4. Bonhoeffer said, "Anyone who things that his time is too valuable to spend keeping quiet [by listening] will eventually have no time for God and his brother, but only for himself and for his own follies." (See the section "Good Listening Reflects Our Relationship with God")
a.) Circle the statement (or add a statement) that best describes your reaction to someone who really needs you to listen:
- My face reveals stress, and I think, "Hurry up! I'm extremely busy!"
- I roll my eyes, tap my fingers, look at the time, and think, "Why me?"
b.) How does good listening reflect your relationship with God?
5. Write out a short prayer asking God for his mercy. Ask him to make you a better listener by first and foremost tuning your heart to listen more carefully to his words of life and grace.

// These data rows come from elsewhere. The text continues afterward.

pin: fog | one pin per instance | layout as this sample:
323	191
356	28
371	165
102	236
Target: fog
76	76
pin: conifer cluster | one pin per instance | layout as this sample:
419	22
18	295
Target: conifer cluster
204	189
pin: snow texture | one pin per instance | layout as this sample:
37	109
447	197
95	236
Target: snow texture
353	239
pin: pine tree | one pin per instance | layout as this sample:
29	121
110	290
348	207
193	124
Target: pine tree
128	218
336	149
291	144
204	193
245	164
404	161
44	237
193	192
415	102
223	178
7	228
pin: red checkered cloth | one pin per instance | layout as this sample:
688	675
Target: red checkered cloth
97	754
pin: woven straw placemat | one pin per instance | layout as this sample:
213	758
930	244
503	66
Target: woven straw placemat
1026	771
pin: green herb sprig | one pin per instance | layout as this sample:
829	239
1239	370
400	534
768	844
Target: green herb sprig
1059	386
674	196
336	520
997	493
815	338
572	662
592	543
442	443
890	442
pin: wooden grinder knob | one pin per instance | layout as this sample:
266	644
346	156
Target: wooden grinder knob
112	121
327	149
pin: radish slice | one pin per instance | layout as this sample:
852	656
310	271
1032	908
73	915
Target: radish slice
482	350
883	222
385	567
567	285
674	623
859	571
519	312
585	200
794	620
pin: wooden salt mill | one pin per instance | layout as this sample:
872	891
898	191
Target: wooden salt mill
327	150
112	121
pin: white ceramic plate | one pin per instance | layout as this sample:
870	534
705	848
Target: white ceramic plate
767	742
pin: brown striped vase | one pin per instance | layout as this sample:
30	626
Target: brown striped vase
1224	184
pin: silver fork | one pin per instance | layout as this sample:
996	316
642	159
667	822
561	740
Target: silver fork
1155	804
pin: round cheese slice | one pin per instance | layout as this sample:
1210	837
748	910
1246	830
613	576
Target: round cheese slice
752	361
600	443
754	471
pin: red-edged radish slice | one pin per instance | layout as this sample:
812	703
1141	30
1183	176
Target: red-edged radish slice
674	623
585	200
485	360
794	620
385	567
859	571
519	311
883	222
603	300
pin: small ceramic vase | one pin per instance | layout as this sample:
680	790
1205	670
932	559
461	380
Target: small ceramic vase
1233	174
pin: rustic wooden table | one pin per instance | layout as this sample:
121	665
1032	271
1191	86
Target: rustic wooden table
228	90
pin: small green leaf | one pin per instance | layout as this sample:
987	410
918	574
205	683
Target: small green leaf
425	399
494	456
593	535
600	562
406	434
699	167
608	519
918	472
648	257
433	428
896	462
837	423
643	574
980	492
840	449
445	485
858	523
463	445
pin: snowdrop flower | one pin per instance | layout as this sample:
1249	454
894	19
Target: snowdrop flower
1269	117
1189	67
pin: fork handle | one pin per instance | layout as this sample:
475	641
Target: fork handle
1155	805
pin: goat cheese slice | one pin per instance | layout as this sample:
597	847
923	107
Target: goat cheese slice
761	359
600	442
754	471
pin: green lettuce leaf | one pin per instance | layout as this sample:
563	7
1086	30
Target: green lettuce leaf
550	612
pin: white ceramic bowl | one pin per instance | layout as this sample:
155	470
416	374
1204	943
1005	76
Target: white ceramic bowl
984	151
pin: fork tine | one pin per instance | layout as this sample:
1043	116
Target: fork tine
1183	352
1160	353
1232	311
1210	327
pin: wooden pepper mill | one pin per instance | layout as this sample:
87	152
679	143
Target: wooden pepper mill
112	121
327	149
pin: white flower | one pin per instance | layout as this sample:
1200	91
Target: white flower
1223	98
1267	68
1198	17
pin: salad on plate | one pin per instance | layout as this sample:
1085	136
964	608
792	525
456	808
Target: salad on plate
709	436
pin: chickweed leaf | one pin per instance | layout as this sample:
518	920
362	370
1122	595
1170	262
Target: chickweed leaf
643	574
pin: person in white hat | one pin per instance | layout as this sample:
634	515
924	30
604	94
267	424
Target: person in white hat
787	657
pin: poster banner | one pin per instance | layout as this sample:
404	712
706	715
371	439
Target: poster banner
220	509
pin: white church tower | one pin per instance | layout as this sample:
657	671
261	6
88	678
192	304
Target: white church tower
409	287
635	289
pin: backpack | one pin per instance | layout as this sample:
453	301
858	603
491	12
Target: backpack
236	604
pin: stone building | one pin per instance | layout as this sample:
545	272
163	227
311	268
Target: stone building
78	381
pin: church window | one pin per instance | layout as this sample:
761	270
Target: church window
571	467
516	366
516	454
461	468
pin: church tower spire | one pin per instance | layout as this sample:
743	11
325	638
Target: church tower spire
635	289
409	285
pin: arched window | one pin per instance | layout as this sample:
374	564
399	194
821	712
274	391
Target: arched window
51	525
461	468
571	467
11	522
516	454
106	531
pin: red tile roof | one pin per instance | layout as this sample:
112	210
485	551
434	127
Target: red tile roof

1. Complete the statement that best represents your reaction to the claim that corporate worship is the single most important means of God's grace:
- I agree because...
- I disagree because...
2. Describe "the secret of worship" (see section "The Secret of Joy: Self-Forgetfulness") and how this secret should affect your perspective when gathering this weekend, and every weekend, in corporate worship.
3. What are some thing you can do to prepare your mind and heart for worship before the corporate worship on Sunday morning? What can you do the night before or the morning of to be ready for this means of grace?
4. Imagine a friend has expressed to you his disillusionment with corporate worship. He was beginning to think he didn't really need to be "in church" each weekend. He argued that it would be more beneficial just to listen to sermons online and have friendships with fellow Christians throughout the week. How would you encourage him toward the importance of corporate worship in the Christian life?